At each of our monthly meetings we discuss different aspects of the customer service that we provide. For example, one month the topic may be efficient ringing, another may be advanced bagging, common CS pitfalls, etc. The goal is to make customer service an ongoing conversation and have an opportunity to discuss improvements.
We are revising our response to complaints that are made. If a customer complains about the Front End, in addition to handling the complaint over the phone, we are also going to send a letter thanking them for their feedback. We are also discussing the possibility of following up with them 4-6 weeks later to see if their issue has been addressed. We are still finalizing this process (Heidi Stanton and I), but I also think this may be a process that we could use as an organization.
We have been working with CS staff to try to improve the impression of the CS desk. Heidi has started required staff to answer the phones and give their names, focusing on looking at customers coming in the door and offering a greeting. We are also planning a project to revamp the desk so it doesn’t look so cluttered and unapproachable.
You may or may not realize that in addition to our Cooperative Advantage Program (CAP) promotions, the promotional pricing that we offer is most often set and given to us by either the distributor, manufacturer or the broker. Most often these deals require us to buy a large amount of product in order to qualify for the deal. In the past four months we have re-arranged our backstock areas in order to take advantage of some of these deals. We still can’t fit several pallets like some of our competitors, but we now have some space just for these opportunities. A good example would be the recent Weleda Skin Food and Everon product promotions. It is likely that you did not see this high quality line offered at lower prices anywhere but here.

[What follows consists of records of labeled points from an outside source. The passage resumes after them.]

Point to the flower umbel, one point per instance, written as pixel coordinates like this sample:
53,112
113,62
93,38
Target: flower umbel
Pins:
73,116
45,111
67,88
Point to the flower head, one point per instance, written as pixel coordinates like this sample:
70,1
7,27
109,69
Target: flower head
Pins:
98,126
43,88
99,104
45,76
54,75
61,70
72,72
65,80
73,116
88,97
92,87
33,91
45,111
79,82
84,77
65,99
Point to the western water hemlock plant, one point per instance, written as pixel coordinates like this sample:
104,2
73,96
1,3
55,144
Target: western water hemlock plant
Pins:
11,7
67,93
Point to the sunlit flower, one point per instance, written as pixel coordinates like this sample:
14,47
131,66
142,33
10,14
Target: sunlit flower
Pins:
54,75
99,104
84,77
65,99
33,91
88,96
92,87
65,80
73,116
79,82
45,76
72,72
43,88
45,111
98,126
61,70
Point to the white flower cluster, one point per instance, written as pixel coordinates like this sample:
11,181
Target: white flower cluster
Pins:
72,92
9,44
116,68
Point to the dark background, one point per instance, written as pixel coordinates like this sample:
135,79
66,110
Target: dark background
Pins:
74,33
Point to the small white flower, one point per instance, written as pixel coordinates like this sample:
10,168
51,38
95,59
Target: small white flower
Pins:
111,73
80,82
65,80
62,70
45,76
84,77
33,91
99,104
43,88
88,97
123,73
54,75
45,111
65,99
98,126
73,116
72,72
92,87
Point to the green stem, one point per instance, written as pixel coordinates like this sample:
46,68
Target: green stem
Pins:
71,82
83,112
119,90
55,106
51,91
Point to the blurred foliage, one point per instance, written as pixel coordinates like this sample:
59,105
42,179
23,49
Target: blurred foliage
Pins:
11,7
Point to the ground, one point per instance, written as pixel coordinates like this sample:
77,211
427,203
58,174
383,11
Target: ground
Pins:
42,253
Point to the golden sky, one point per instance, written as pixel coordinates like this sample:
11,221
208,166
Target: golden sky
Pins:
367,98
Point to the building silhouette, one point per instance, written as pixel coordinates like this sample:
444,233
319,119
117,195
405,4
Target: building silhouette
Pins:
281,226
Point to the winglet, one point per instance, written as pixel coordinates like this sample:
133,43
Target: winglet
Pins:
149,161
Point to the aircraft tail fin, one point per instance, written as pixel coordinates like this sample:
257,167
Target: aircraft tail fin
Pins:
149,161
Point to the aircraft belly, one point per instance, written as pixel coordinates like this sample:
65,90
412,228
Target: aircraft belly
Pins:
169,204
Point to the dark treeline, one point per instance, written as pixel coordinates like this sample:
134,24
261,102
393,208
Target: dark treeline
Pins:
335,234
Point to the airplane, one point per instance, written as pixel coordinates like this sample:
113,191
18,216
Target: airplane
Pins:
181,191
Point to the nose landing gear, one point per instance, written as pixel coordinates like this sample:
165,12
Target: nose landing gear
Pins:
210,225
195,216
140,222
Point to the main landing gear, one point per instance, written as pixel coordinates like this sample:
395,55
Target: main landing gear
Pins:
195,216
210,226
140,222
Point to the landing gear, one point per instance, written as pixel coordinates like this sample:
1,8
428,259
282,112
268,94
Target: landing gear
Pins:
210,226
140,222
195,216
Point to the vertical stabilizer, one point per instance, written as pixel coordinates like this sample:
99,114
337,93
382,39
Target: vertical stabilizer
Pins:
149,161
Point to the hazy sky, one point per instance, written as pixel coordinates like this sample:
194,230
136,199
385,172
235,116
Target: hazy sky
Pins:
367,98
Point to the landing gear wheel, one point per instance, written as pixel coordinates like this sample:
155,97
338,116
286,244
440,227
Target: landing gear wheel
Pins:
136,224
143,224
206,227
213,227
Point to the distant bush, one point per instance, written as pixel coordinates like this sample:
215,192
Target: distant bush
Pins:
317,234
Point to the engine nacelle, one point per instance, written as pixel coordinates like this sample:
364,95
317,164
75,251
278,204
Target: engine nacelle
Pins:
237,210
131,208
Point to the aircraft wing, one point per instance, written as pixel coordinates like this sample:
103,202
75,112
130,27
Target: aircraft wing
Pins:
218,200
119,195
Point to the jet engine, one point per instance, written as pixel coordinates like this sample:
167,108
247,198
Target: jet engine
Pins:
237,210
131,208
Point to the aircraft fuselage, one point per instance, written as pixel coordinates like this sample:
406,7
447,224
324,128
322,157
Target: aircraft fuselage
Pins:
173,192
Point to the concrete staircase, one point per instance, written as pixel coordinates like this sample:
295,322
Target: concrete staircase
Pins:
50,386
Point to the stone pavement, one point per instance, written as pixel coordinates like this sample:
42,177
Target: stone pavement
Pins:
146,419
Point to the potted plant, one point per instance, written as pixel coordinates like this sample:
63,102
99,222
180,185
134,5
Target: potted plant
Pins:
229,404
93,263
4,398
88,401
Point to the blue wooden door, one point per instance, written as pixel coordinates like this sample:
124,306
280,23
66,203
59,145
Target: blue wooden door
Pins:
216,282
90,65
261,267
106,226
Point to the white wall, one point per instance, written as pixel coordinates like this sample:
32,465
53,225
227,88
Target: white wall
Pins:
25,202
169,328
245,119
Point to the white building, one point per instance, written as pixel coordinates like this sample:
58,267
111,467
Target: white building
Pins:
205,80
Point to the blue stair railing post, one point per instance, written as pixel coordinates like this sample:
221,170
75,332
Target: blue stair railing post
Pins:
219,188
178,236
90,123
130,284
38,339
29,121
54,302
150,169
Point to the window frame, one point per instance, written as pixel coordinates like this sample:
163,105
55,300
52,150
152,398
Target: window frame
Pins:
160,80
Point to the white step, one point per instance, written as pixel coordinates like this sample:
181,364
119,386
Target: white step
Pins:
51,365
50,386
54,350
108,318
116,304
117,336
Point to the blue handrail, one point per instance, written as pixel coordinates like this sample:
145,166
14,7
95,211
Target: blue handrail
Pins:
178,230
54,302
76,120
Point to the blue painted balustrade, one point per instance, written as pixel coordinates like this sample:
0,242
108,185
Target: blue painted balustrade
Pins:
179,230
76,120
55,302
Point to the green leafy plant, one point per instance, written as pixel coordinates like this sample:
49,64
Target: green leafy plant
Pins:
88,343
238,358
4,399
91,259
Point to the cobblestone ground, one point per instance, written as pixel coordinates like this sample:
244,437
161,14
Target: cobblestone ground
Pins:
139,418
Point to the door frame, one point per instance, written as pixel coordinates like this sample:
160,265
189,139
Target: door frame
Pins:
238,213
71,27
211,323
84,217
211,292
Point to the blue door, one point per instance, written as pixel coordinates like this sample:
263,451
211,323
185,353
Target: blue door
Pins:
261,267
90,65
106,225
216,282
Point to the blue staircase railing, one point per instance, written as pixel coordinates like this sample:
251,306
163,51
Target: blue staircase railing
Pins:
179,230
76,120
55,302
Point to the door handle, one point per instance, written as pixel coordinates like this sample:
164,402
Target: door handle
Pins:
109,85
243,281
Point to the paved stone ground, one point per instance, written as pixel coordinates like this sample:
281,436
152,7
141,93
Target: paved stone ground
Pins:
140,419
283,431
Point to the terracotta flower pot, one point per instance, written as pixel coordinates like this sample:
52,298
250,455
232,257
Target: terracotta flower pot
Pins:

I was given a long list of survey results and, while the suggestions were many, I’mhappiest to report that work has begun to review and refine the Co-op’s pricing to ensure that we’re in line with our goals but as competitively priced as can be managed to remain solvent. The group working on this is already knee-deep in research and we expect that they’ll be developing a system to stay on top of pricing.
Due to the wide range of concerns expressed and the number, we are committed to addressing each as effectively as we can. Thank you for contributing to the survey—this is a vital function of our commitment to two-way communication with Owners.